Ach, mein Herr‘–she jumped responsively into German–‘it was for joy I was crying, not sorrow.’ As her American was Germanic, so was her German like the Yiddish of his remote youth, and this, adding to the sweetness of her voice, dissolved the musician’s heart within his breast. He noted now with satisfaction that her fingers were bare of rings.

‘Then I am rejoiced too,’ he ventured to reply.

She smiled pathetically, and began to walk back towards her cabin. ‘With us Jews,’ she said, ‘tears and laughter are very close.’

‘Us Jews!’ He winced a little. It was so long since he had been thus classed to his face by a stranger. But perhaps he had misinterpreted her phrase; it was her way of referring to her race, not necessarily to his.

‘It is a beautiful night,’ he murmured uneasily. But he only opened wider the flood-gates of race-feeling.

‘Yes,’ she replied simply, ‘and such a heaven of stars is beginning to arise over the night of Israel. Is it not wonderful–the transformation of our people? When I left Russia as a girl–so young,’ she interpolated with a sad smile, ‘that I had not even been married–I left a priest-ridden, paralysed people, a cringing, cowering, contorted people–I shall never forget the panic in our synagogue when a troop of Cossacks rode in with a bogus blood-accusation. Now it is a people alive with ideas and volitions; the young generation dreams noble dreams, and, what is stranger, dies to execute them. Our Bund is the soul of the Russian revolution; our self-defence bands are bringing back the days of Judas Maccabaeus. In the olden times of massacre our people fled to the synagogues to pray; now they march to the fight like men.’

They had arrived at her door, and she ended suddenly. The musician, fascinated, feared she was about to fade away within.

‘But Jews can’t fight!’ he cried, half-incredulous, half to arrest her.

‘Not fight!’ She held up the Hebrew letter. ‘They have scouts, ambulance corps, orderlies, surgeons, everything–my cousin David Ben Amram, who is little more than a boy, was told off to defend a large three-story house inhabited by the families of factory-labourers who were at work when the pogrom broke out. The poor frenzied women and children had barricaded themselves within at the first rumour, and hidden themselves in cellars and attics. My cousin had to climb to their defence over the neighbouring tiles and through a window in the roof. Soon the house was besieged by police, troops, and hooligans in devilish league.
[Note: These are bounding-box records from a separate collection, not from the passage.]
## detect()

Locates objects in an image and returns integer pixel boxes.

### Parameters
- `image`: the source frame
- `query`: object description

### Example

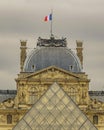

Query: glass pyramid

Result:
[13,83,97,130]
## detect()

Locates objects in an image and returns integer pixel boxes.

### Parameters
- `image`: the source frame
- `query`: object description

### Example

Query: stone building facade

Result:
[0,36,104,130]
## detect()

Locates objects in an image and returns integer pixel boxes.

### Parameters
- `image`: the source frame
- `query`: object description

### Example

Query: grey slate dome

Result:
[24,38,81,73]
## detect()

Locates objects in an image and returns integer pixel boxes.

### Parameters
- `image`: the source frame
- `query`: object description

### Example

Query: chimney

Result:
[76,41,83,68]
[20,40,27,72]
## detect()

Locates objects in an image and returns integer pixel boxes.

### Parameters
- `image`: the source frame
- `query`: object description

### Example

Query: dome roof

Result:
[24,37,81,73]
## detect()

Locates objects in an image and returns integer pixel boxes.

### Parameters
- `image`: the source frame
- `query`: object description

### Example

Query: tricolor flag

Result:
[44,14,52,22]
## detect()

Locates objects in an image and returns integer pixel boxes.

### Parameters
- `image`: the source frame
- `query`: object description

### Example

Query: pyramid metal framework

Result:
[13,83,97,130]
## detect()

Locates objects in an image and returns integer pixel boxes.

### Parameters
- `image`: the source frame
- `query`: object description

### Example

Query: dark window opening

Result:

With his one Browning revolver David held them all at bay, firing from every window of the house in turn, so as to give the besiegers an impression of a large defensive force. At last his cartridges were exhausted–to procure cartridges is the greatest difficulty of our self-defence corps–they began battering in the big front-door. David, seeing further resistance was useless, calmly drew back the bolts, to the mob’s amaze, and, as it poured in, he cried: ‘Back! back! They have bombs!’ and rushed into the street, as if to escape the explosion. The others followed wildly, and in the panic David ran down a dark alley, and disappeared in search of a new post of defence. Though the door stood open, and the cowering inhabitants were at their mercy, the assailants, afraid to enter, remained for over an hour at a safe distance firing at the house, till it was riddled with bullets. They counted nearly two hundred the next day, embedded in the walls or strewn about the rooms. And not a thing had been stolen–not a hooligan had dared enter. But David is only a type of the young generation–there are hundreds of Davids equally ready to take the field against Goliath. And shall I not rejoice, shall I not exult even unto tears?’ Her eyes glowed, and the musician was kindled to equal fire. It seemed to him less a girl who was speaking than Truth and Purity and some dead muse of his own. ‘The Pale that I left,’ she went on, ‘was truly a prison. But now–now it will be the forging-place of a regenerated people! Oh, I am counting the days till I can be back!’